Publisher's Disclaimer: This Author Accepted Manuscript is a PDF file of a an unedited peer-reviewed manuscript that has been accepted for publication but has not been copyedited or corrected. The official version of record that is published in the journal is kept up to date and so may therefore differ from this version.

Conflict of interest: The authors declare that they have no conflicts of interest.

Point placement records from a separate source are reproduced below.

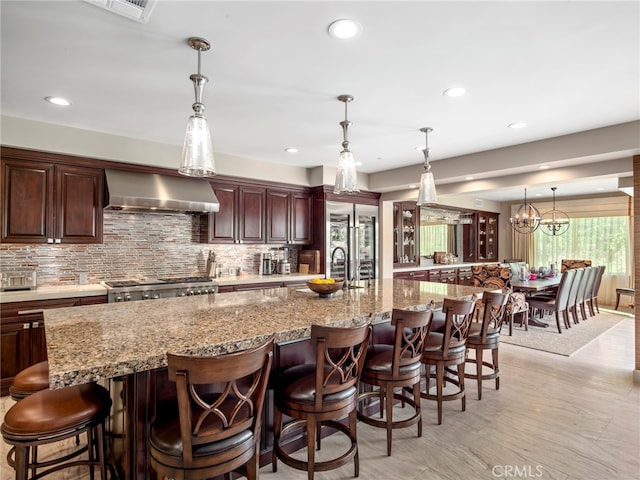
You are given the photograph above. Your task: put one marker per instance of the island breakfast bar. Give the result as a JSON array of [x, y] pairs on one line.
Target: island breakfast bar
[[129, 341]]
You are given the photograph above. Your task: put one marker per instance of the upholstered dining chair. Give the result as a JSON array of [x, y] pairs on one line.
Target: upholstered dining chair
[[446, 350], [321, 394], [216, 426], [494, 277], [484, 334], [558, 304], [396, 366]]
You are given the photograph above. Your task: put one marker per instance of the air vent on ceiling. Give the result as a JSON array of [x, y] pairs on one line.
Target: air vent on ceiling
[[138, 10]]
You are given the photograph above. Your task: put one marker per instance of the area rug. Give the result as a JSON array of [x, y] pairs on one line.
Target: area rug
[[570, 341]]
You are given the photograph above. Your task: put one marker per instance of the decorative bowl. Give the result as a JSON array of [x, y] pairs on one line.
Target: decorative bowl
[[325, 289]]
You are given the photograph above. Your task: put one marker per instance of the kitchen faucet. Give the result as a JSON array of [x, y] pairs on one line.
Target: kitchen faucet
[[344, 255]]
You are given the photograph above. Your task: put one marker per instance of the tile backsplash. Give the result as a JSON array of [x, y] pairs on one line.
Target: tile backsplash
[[134, 245]]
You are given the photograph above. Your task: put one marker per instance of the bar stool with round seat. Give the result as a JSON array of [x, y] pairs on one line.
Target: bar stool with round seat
[[320, 394], [485, 335], [49, 416], [30, 380], [442, 351], [215, 427], [396, 366]]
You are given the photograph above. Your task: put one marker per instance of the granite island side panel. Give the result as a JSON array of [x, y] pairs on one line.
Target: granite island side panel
[[94, 342]]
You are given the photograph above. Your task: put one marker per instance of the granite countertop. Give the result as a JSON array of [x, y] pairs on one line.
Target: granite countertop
[[51, 292], [93, 342], [67, 291], [438, 266]]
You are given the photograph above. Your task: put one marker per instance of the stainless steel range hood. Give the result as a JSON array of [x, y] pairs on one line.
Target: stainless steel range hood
[[150, 192]]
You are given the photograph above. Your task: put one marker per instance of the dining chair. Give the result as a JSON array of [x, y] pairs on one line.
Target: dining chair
[[493, 277], [214, 429], [484, 334], [443, 351], [559, 303], [395, 366], [593, 303], [321, 394]]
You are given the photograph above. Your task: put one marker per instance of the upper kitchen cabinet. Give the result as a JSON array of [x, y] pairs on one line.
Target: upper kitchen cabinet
[[50, 202], [406, 234], [289, 216], [241, 218]]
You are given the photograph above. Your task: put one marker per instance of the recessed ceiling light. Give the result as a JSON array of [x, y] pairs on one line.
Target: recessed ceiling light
[[454, 92], [344, 29], [62, 102]]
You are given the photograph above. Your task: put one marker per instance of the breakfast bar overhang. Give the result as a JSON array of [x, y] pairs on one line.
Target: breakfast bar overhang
[[129, 341]]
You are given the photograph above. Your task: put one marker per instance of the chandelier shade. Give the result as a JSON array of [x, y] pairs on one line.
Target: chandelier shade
[[526, 219], [427, 192], [554, 222], [346, 176], [197, 151]]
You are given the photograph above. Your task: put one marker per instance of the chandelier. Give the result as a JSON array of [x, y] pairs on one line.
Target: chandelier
[[554, 222], [197, 152], [346, 177], [427, 192], [527, 218]]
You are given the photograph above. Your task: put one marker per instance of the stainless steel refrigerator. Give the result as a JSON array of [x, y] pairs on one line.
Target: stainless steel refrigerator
[[352, 241]]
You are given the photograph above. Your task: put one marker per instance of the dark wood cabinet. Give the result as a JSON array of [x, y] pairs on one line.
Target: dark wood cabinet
[[22, 337], [406, 234], [289, 216], [241, 218], [51, 203]]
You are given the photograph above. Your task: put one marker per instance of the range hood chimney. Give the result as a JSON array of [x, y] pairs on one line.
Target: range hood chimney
[[150, 192]]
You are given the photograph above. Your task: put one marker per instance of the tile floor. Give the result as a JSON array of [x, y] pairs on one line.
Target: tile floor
[[554, 418]]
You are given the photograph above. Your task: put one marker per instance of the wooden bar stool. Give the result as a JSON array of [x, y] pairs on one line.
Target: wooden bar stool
[[443, 351], [49, 416], [396, 366], [321, 393], [30, 380], [485, 335]]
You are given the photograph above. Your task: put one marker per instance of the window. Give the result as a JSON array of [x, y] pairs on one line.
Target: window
[[603, 240]]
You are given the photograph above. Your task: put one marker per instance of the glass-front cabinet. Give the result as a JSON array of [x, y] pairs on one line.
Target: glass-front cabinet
[[487, 237], [406, 234]]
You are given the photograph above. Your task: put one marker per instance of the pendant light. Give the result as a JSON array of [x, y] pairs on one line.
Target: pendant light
[[527, 218], [197, 152], [427, 193], [346, 177], [554, 222]]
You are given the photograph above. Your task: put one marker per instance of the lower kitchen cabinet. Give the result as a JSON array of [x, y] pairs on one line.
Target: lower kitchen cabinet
[[22, 338]]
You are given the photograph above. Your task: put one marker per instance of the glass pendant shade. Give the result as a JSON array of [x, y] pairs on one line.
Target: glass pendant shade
[[197, 152], [346, 177], [527, 218], [427, 193]]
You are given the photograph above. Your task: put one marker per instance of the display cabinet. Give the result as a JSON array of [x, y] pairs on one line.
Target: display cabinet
[[406, 234]]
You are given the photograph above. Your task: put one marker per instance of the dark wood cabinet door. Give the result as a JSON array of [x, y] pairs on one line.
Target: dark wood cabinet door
[[15, 344], [47, 203], [221, 226], [27, 201], [79, 204], [278, 216], [252, 215], [301, 215]]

Ethical approval: All procedures performed in studies involving human participants were in accordance with the ethical standards of the Northwestern University Institutional Review Board (#STU00207525) and with the 1964 Helsinki declaration and its later amendments or comparable ethical standards.

1

Although 18 year-olds are legal adults in the U.S., those who were in high school or middle school were eligible to participate, as we anticipated that perspectives towards the different PrEP modalities may be similar for youth in secondary school and likely living with their parents regardless of whether they were minors or not.